As part of an ongoing effort to update and improve our data analysis pipelines and release processes, we performed a systematic SNP fingerprinting analysis of all the sequencing data used in DepMap, using the Crosscheck tool (Javed et al., 2020). This allowed us to test whether our sequencing data for a given cell line were internally consistent, and whether cell lines identified as genetically matched agreed with annotations for derivative/isogenic models. Wherever possible, we also compared our omics SNP fingerprints with SNP profiles measured prior to CRISPR screening (using a Fluidigm SNP panel).
Based on this analysis, along with cross-referencing to external cell line databases such as Cellosaurus, we have identified a number of issues that we are correcting in the 21Q3 data release. The specific issues, and actions taken to correct them, are described in detail below. We apologize for any impacts these errors have had on your research, and plan to incorporate systematic genetic fingerprint testing to prevent such issues going forward.
Mislabeled omics sequencing files
The following sequencing data were identified as genetically mismatched to other data labeled as from the same cell line, and have been removed.
HS294T (ACH-000014) WGS: failed SNP fingerprinting QC by not clearly matching to RNA-Seq data from the same line, or other omics data for the isogenic cell line A101D (ACH-000008). This affects mutation data (legacy mutation calls from RNA-Seq are still available) and copy number data (which will be based on SNP array data until new DNA-Seq data are generated).
KMS18 (ACH-000658) RNA-Seq and WES: SNP fingerprints between these data were consistent with each other, but did not match those from raindance and hybrid capture data for this cell line. We determined that the RNA-Seq and WES data were incorrect by comparing to SNP fingerprinting measured prior to CRISPR screening, as well as observing a lack of Y-chromosome reads even though the sample is annotated as male. These RNA-Seq and WES data have been removed. This affects mRNA expression data, mutation data (legacy mutation calls from hybrid capture, and raindance are still available), and copy number data (SNP array data will be used until new DNA-Seq data are generated).
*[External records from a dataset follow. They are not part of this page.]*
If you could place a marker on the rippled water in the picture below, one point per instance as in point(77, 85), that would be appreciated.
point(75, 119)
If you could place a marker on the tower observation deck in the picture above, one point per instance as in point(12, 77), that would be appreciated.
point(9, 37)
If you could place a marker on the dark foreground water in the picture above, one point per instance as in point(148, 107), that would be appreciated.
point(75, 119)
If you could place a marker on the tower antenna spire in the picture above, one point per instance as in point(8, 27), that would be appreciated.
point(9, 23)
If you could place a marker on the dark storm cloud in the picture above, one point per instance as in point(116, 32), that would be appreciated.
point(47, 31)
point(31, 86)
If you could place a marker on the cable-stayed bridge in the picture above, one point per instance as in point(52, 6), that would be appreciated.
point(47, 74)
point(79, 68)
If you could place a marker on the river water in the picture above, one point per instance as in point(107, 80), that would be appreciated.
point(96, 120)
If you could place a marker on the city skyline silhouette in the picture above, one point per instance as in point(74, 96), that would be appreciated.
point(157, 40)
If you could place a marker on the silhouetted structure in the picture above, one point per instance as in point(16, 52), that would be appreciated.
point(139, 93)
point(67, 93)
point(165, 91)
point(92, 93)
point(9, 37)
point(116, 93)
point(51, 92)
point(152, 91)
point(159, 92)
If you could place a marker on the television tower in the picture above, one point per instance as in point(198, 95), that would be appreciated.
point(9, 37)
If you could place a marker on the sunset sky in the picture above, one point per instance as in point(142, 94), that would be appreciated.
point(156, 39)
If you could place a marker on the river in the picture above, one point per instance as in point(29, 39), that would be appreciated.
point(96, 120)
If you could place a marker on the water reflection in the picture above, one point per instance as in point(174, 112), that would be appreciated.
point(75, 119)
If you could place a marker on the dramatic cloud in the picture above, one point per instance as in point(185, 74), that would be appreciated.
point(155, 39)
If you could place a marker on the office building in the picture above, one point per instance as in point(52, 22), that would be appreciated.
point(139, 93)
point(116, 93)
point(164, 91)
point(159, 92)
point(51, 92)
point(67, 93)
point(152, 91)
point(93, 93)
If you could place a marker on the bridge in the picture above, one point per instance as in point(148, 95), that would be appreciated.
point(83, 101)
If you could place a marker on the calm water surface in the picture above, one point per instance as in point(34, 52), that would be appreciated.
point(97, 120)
CALU1 (ACH-000511) WES: one of our WES files for CALU1 matched to CH157MN (ACH-000025) rather than other CALU1 data. This affects mutation data only. We have additional WES and WGS for this line which are correct.
G402 (ACH-000375) WES: one of our WES files for G402 matched to HCC1143 (ACH-000374) rather than other G402 data. This affects mutation data only. We have additional WES and WGS for this line which are correct.
COV362 (ACH-000278) WES: one of our WES files for COV362 matched COV434 (ACH-000123) rather than COV362. This affects mutation data only. We have additional WES and WGS for this line which are correct.
CCLFPEDS0001T (ACH-001163) RNA-Seq: SNP fingerprint matched to CCLFPEDS0003T (ACH-001164) rather than WES data from CCLFPEDS0001T or RNA data from an isogenic model. This affects mRNA expression data only.
TTC642 (ACH-001212) RNA-Seq: SNP fingerprint did not match WES data from TTC642. RNA-Seq data also clearly showed reads aligning to Y-chromosome even though the sample is annotated as female. This affects mRNA expression data and removes legacy mutation calls based on RNA-Seq data.
WSUNHL (ACH-001709) WES: SNP fingerprint did not match RNA-Seq data from WSUNHL or SNP profile measured prior to CRISPR screen. This affects mutation and copy number data, though we have correct WGS for this line. Copy number data were generated from the available WGS data, however mutation calls have been dropped this quarter and will be generated from the WGS data in the upcoming quarter.
HAP1 (ACH-002475) WES: SNP fingerprint did not match RNA-Seq data from HAP1, or RNA-Seq/WES data from a derivative line (ACH-002476). This results in loss of mutation data and copy number data for this line until we can regenerate the data.
DU145 (ACH-000979) hybrid capture: failed SNP fingerprinting QC (poor match to other RNA-Seq and DNA-Seq data for this line). This affects the legacy hybrid-capture mutation data only.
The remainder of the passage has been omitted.